The show’s narrative is neither chronological nor, it must be said, sustained. It moves between primeval and present-day, between cultures and climes, and by Part 2 the connections between the acrobatic wizardry and the central concept wear rather thin. Moreover, the comic interpolations, while preventing kinetic overload, slathered on overkill camp and kitsch and wore my patience rather thin too.

However, it’s not a narrative but ‘pure theatre’ that the audience at a performance of Totem (which opened in Montreal in 2010) are there to see and from the moment that Crystal Man descends, upside-down from the RAH’s lofty far reaches, a diamante spark-of-life to initiate the evolutionary journey, it’s theatre that Cirque du Soleil delivers.

Centre-stage rests a huge, emerald, encrusted turtle shell, which is upturned by Crystal Man’s magic to reveal a skeletal architecture—the interlacing shell form resembles a neural network—from which tadpole-like beings in green and silver shiny bodysuits spring and leap with apt joie de vivre.

The series of scenes which follow demonstrate pinnacles of human development and expertise: physical strength, speed and balance; manual-eye dexterity and coordination; muscle control and flexibility; the power of estimation, calculation and timing; human judgement and trust. Ironically, then, Totem is a celebration not only of human development but of the very aptitude, excellence and potential that underpins Cirque du Soleil’s own existence.

Some scenes are wry. The timeline of human evolution is represented by a procession of increasingly tall and upright figures, from ape to Ardipithecus, from homo erectus to homo sapiens by way of Neanderthal. Modern man is a city boy in a sharp suit clutching a mobile phone. But the argument here is ambiguous. Divested of his clothes and briefcase by his ancestral forebears, the humiliation of this businessman, left wearing only his red underpants and tie, seems to be a denouncement of human hubris. Yet he ascends defiantly to the top of a Chinese pole and triumphs over the ‘lesser beings’ in a demonstration of steely physical strength and stamina.

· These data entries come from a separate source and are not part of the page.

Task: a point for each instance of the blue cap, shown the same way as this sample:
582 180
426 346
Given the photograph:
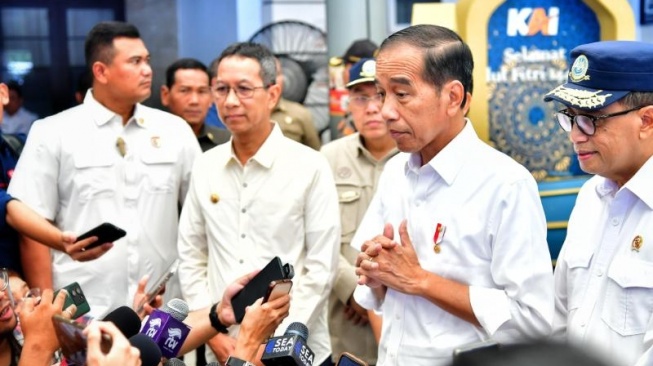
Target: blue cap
604 72
364 71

The dexterity is at times almost devilish: the Amerindians’ hoops, symbols of the cycles of life, the scientist’s illuminated atoms and the toreador’s diabolo spin too fast for the eye to follow. There’s more gravity defying twirling when velocity lifts a female roller-skater who appears to be connected to her male partner's neck by only her feet as he whirls like a dervish on a small, circular platform.

One marvels at the coordination and synchronicity, as well as the elastic athleticism and grace, of the Russian bar acrobats who spring from one narrow elasticated plank, twist and spin mid-air and whose feet must find their way to a different bar, positioned by watchful carriers beneath them. Such harmonisation reaches a peak in a scene for five Chinese unicyclists who use one foot to balance their single wheels and the other to toss small bowls which they catch on their heads. The precision needed as the bowls loop backwards over the shoulder of one cyclist, landing plumb on the hat of another moving acrobat, suggests that they are doing mathematical calculations as they ride, rest and rock. Is it instinct or insight; or simply practice? Whichever, it’s both simple in concept and stunningly sophisticated in execution.

Human mating rituals are ‘celebrated’ too, in their most elevated and banal forms. The latter are represented by beach boys who show off their pecs while dangling in improbable formations from swinging rings to impress a bikinied babe. Sensuousness and synergy come in the form of a conflict and reconciliation sequence which sees a pair of trapeze artists engage in an airborne ‘argument’ of astonishing choreographic complexity and grace.

Charles Darwin, attired in top hat and waistcoat, can be espied at times, observing the mosaic of evolutionary processes: one imagines that he would be pleased that the performers' feats offer evidence that his hunches about natural selection and survival of the fittest were indeed true.